J’ai noté dans le discours d’introduction que la question forestière avait laissé des traces au président du Sénat. Sujet qui, pour un maire de commune rurale et forestière, est toujours, ou a été, un sujet de conflits et de difficultés.
Je voudrais que cette expérience passée soit justement dépassée et que l’enjeu de cette réunion aujourd’hui soit justement d’essayer de mettre en cohérence l’ensemble des acteurs de la forêt pour valoriser cette forêt et donner à cette forêt des atouts qui sont autant d’atouts pour notre pays tout entier dans le cadre du redressement productif engagé.

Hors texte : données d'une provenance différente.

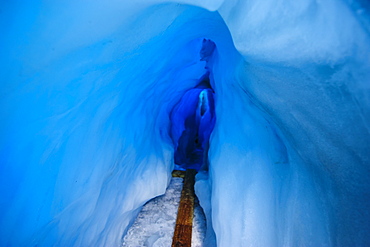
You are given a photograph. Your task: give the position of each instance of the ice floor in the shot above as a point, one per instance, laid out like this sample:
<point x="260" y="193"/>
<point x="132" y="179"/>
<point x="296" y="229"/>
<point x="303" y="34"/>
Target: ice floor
<point x="155" y="224"/>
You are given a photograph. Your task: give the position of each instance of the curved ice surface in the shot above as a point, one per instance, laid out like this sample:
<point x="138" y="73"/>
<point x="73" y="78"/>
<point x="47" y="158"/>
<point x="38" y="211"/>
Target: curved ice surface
<point x="86" y="91"/>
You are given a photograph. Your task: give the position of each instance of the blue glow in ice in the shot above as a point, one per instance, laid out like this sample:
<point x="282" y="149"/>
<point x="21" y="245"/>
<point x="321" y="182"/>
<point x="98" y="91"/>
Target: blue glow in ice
<point x="89" y="93"/>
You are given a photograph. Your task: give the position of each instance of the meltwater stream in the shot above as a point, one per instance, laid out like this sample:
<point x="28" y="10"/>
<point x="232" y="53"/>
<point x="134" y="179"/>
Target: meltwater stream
<point x="88" y="91"/>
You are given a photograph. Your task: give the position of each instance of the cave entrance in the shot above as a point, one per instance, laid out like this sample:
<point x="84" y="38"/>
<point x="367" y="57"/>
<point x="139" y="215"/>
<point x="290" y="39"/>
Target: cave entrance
<point x="193" y="119"/>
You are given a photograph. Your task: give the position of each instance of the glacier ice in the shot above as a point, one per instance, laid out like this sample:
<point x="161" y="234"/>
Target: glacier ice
<point x="87" y="89"/>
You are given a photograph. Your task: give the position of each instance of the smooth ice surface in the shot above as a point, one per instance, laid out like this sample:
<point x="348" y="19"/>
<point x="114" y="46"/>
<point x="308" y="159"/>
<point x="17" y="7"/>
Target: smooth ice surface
<point x="155" y="223"/>
<point x="86" y="94"/>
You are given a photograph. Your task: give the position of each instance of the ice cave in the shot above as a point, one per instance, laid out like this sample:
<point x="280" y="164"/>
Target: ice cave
<point x="101" y="100"/>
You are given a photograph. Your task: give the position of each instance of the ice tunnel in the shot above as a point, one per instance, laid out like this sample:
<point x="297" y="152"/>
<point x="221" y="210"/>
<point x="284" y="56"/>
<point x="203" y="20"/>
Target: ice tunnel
<point x="90" y="91"/>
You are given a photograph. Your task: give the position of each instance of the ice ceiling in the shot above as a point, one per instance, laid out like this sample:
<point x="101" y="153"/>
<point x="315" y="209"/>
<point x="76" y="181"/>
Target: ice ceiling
<point x="87" y="88"/>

C’était un moment de rappel, de mémoire et la journée que vous engagez aujourd’hui, cette assemblée générale, doit être au contraire tournée vers l’avenir. C’est ce que vous avez indiqué.
Monsieur le Président, vous avez détaillé, rappelé ce que sont quelquefois les inquiétudes, les demandes de la fédération des Communes forestières. Je vais essayer d’y répondre.

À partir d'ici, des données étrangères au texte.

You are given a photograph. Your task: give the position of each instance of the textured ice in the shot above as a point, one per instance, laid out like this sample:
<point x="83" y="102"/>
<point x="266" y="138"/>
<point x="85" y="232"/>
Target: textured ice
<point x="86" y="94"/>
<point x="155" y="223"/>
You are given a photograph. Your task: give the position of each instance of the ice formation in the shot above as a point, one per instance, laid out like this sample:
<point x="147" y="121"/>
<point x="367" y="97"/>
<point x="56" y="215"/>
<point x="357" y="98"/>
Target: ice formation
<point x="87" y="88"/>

Je voudrais dire en préambule, après l’engagement qui a été le mien sur cette dimension forestière au ministère de l’Agriculture, que nous sommes passés à une phase opérationnelle avec les discussions au niveau des régions dans un cadre décentralisé. Sachant que demain les régions, avec en particulier la responsabilité qui leur sera donnée, au niveau du FEDER et du FEADER (deuxième pilier de la Politique Agricole Commune), sont des acteurs avec lesquels il va falloir compter et s’organiser.
Deux rapports ont été présentés lors d’un conseil supérieur de la forêt le 6 mai : un rapport de Jean Yves Caullet que je salue pour la qualité du travail engagé et que j’encourage, et un rapport conjoint entre le CGAER, le ministère du Redressement Productif et le ministère de l’Environnement. Ces deux rapports sont la base sur laquelle nous allons nous appuyer pour construire, dans le cadre du débat sur la Loi d’avenir, ce plan national pour la forêt qui doit intégrer l’ensemble des dimensions forestières.
Je sais, Monsieur le Président vous le rappelez, que vous êtes attaché à multifonctionnalité de la forêt. Nous y sommes tout attachés, mais nous avons tous fait, et vous le faites depuis plus longtemps que moi, le constat que cette filière forestière aujourd’hui a besoin de retrouver du dynamisme. Nous ne remettons pas en cause les objectifs de la multifonctionnalité en développant la partie économique. Au contraire, le choix stratégique qui est fait au niveau du ministère de l’Agriculture, de l’Agro alimentaire et de la Forêt est de combiner la dimension économique qui est absolument nécessaire à l’engagement écologique qui est la base du développement durable.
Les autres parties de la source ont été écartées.